WASHINGTON — Millions of dollars in federal subsidies to cotton growers, exporters and textile mills hang in the balance as Congress grapples with a Bush administration proposal to eliminate a 14-year-old federal program ruled illegal by the World Trade Organization.

As the Senate and House agriculture committees consider the administration's proposal this fall, U.S. cotton growers, merchants and textile mills are assessing the potential financial hit they might take if Congress acts to comply with the WTO ruling and scrap the cotton subsidies.

"This is millions of dollars for certain mills that produce cotton yarns and cotton fabrics and it is a major issue," said Auggie Tantillo, executive director of the American Manufacturing Trade Action Coalition. "The cotton program as a whole is important for the entire production chain, and if there are going to be major revisions, it could definitely have a negative financial impact, especially from a mill perspective."

At risk are the U.S. "Step 2" payments, a crucial part of the farm program to cotton farmers, textile mills and exporters, that have amounted to $2.4 billion between 1995 and 2004, according to the Environmental Working Group, a consumer advocacy group opposing agriculture subsidies, based on figures from the U.S. Department of Agriculture. Each year, the amount of subsidies fluctuates based on a formula established by Congress that is intended to offset the higher price of U.S. cotton when the world cotton price average falls.

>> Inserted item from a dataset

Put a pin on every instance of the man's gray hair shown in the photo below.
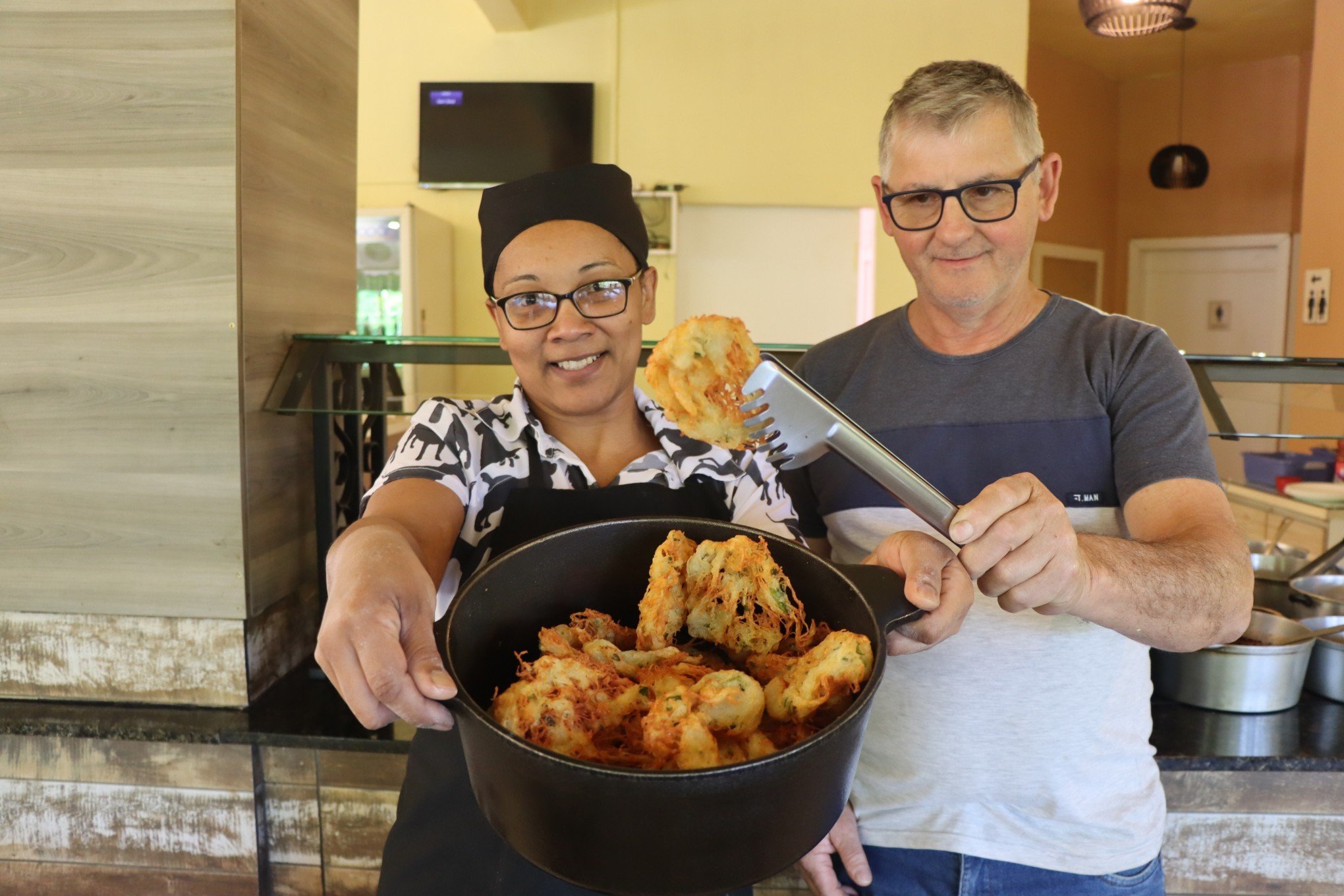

During the 1995-2004 period, Parkdale Mills Inc., in Gastonia, N.C., the largest U.S. cotton spinner, received the fourth-largest subsidy of $135.4 million from the federal program, while Avondale Mills Inc., of Sylacauga, Ala., received the sixth-largest subsidy of $92.2 million and National Textiles, of Winston-Salem, N.C., received the seventh-largest subsidy of $90.2 million, according to the EWG.

Under current law, U.S. mills must buy U.S. cotton unless the price reaches a certain threshold over a period of four consecutive weeks, at which point a quota limit is triggered and mills can import cotton.

However, the quotas were last triggered in the late Nineties and mills did not have time to build relationships with foreign cotton suppliers, according to Tantillo.